Troutman Sanders role in the legal effort to win Mr. Giarratano’s release has continued after the commutation of his death sentence. Led by Tony Troy and Steve Northup, and in collaboration with a number of other lawyers, including the DC office of Skadden Arps, these efforts have included litigation to locate the biological evidence from Mr. Giarratano’s case in order to submit it for DNA testing. Unfortunately, that initiative proved futile when it turned out that Virginia had either destroyed or lost the evidence. Other legal efforts in support of Mr. Giarratano have included representation before Virginia’s Parole Board and a second clemency petition to Virginia’s Governor requesting that his sentence be commuted to time served. “We will continue to represent Joe and will not rest until we have gotten him released from prison,” says Mr. Northup.

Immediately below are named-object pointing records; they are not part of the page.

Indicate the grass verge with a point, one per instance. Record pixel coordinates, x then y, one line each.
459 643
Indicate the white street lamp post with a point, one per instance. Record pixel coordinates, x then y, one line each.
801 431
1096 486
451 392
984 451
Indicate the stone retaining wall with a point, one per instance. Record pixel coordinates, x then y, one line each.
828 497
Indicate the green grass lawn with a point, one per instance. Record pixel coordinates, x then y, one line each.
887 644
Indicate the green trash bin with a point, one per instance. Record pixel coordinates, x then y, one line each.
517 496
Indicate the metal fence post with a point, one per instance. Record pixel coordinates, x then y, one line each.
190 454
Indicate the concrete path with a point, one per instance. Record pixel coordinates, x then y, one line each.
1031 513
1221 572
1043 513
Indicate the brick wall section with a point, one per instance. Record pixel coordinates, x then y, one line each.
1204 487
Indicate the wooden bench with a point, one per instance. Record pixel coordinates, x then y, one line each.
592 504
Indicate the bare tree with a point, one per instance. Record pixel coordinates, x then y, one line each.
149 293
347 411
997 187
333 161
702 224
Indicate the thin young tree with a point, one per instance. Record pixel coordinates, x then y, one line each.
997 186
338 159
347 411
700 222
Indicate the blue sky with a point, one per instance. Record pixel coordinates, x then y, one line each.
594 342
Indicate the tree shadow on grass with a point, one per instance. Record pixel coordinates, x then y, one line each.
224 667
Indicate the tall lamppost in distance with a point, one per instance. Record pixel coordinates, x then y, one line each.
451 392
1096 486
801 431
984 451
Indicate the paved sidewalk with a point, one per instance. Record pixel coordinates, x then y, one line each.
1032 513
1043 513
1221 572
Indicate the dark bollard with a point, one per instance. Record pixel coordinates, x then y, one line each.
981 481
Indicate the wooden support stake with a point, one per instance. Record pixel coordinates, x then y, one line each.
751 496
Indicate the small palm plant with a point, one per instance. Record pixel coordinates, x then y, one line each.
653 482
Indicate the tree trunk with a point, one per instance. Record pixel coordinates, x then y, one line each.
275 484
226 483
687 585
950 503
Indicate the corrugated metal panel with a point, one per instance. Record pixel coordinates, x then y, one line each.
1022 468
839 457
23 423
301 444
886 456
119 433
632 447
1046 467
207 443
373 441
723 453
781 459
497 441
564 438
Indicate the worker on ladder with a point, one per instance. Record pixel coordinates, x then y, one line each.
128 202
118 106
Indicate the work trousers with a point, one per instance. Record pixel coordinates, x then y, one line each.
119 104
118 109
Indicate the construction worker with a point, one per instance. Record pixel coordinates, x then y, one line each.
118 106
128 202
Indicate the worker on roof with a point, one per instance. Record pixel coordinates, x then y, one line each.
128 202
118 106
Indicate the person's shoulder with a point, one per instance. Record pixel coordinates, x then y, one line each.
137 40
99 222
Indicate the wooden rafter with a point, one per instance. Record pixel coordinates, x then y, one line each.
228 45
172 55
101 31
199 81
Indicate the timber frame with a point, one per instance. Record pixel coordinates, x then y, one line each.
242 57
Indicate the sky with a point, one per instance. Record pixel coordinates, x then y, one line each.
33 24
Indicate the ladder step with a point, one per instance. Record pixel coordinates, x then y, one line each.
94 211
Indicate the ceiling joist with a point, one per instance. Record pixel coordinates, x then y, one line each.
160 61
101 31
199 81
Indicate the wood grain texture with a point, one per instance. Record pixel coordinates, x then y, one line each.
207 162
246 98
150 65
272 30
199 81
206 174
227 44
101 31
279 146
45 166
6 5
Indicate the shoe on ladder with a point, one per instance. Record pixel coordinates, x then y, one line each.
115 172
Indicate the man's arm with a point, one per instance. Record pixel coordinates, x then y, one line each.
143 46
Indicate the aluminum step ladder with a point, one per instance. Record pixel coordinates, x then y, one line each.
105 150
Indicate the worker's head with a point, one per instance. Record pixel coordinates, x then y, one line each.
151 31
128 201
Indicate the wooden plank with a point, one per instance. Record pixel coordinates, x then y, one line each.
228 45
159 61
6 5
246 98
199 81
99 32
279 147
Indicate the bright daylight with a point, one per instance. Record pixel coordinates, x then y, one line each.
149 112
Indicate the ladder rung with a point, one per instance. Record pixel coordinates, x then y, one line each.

Editor’s Note: Joe Giarrantano’s life was spared in 1991 when the Governor of Virginia awarded partial clemency. Significantly, Mr. Giarrantano was given the opportunity for freedom. However, his request for a new trial was summarily refused by the Attorney General and the parole board steadfastly refuses to consider evidence of his innocence, having denied denied parole eight times. Mr. Giarrantano’s case was the subject of a two day symposium held in February 2016 at Washington & Lee Law School.